Alia Yunis has her father to thank for her first foray into filmmaking. Well, him, and olive oil.
"My dad was born in Palestine and so was olive oil," says the Chicago-born, Abu Dhabi filmmaker, author and journalist. "Somewhere in that thought, the film was born."
That film is Yunis's debut documentary, The Golden Harvest, which is currently doing the film festival rounds. When her father died in 2008, Yunis says she had a hard time thinking of a moment when he was happy. Yet, as the years went by, memories began to emerge. "I rarely poured olive oil without remembering him," she explains. "Playing backgammon and testing the new batch of olive oil were how I most pictured my father genuinely joyful."
But before embarking on filming a documentary – that took her five years to make on holidays and breaks from her job as an associate professor teaching audiovisual media at Zayed University – Yunis would first realise how much olive oil mattered to other people, too. "I started to notice almost any time I talked about olive oil to anyone else with Mediterranean roots – and how could you not talk about something you used several times a day for so many things – they would jump in with an olive oil story that was also tied to family, as well as politics, science, history or health."
The Golden Harvest will have its North American debut on Saturday at the Minneapolis St Paul International Film Festival in the US. Fittingly, the movie debuted last month before a Greek crowd at the Thessaloniki International Film Festival.
“Of course the Greeks are so passionate about their olive oil that people were crying and laughing in places I didn’t expect,” says Yunis. “I think the highlight for me was when one audience member got up and announced, ‘After seeing this film, I’ve decided not to sell my father’s trees.’”
In the course of making the film Yunis travelled to five locations where the crop is pivotal: Italy, Greece, Spain, Israel and Palestine. There, olive trees not only dominate the landscape, they are a symbol of identity and family, as well as industry. And they can also represent loss and frustration, as evidenced in the scenes of Palestinian farmers who can see their trees on land that has been seized and divided, but can’t cultivate them.
Among the more than 50 people Yunis interviewed is Zefferino Monini, chief executive of olive oil giant Monini in Italy, the country most responsible for bringing olive oil to the rest of the world. "He is very open about saying Italy is the great bottler of oil – but it mostly bottles Tunisian and Spanish oil," says Yunis. "Italy doesn't have enough trees on its own to feed just the Italian need for oil, let alone the world."
While there has been a lot written about olive oil fraud, very little has been said about why it matters, beyond the obvious fact that people want to be ingesting the real thing. “I started to explore that through film,” says Yunis. “Food is a cultural identifier across the world, but with olive oil, you have a wonderful blend of science and lore, and it really is a 6,000-year-old love story.”
Before moving to the Middle East, Yunis spent years working in Los Angeles as a screenwriter and script analyst. She is a Pen America Emerging Voices Fellow, and in 2010, Random House published her novel, The Night Counter. She recently became a freelancer, leaving after a decade spent at Zayed University, where she watched local film and television production grow from its early days into a flourishing industry.

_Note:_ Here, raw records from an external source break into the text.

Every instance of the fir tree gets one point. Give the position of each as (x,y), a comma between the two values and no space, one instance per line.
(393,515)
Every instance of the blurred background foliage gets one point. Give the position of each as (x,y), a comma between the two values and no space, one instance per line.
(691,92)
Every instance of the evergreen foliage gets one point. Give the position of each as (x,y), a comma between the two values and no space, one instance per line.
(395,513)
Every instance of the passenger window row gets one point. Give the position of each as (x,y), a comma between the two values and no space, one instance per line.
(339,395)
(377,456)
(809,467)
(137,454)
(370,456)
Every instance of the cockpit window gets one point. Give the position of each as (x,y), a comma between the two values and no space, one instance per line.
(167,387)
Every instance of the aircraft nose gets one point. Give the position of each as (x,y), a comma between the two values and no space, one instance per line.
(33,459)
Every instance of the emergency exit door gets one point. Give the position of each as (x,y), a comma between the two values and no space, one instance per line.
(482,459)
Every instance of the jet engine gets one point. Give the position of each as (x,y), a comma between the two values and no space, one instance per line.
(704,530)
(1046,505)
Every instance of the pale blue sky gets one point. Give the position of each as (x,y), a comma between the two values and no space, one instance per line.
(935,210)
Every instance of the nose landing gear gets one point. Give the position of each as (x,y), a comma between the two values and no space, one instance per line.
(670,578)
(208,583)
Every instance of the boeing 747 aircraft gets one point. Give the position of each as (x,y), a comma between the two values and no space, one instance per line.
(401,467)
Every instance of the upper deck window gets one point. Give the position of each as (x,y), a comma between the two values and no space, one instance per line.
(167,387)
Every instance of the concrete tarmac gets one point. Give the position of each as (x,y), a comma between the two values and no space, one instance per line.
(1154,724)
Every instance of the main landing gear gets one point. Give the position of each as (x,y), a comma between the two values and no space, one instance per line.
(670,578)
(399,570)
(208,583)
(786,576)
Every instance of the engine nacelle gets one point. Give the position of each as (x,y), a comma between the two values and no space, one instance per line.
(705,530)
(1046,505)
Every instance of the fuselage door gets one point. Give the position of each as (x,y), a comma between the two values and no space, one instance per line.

“Documentary filmmaking is something that should really be encouraged at universities, because in many ways the truth is harder to tell than fiction, but in practical terms, less cumbersome – smaller crews and no actors,” she says.
The Golden Harvest was funded through the former Abu Dhabi Film Festival, Zayed University and private donations. Even after gathering 80 hours of footage, there are so many other angles to the olive oil story that Yunis wouldn't mind tackling a podcast – named "Olive" – that would explore the industry and culture in further flung countries such as Australia, Brazil, Japan and even China.
She has a distributor, and is seeking to have the film streamed regionally, too. “There are also really cool stories from Mediterranean countries like Albania, Slovenia and, of course, North Africa that really need to be told,” she says.
If there was something a viewer were to take away from the film – other than that as with so much else, even something as simple as olive oil is steeped in emotion – Yunis hopes it might be how intimately we are connected to nature.
“The olive tree is exceptional because it provides for food, furniture, shelter, fire, shade, religious ceremonies, beauty products, cleaning products and medicines, and ultimately, for the owners of the trees, proof of existence,” she says.
“But all plants connect us to the ground beneath us, and understanding that gives us roots to grow, too.”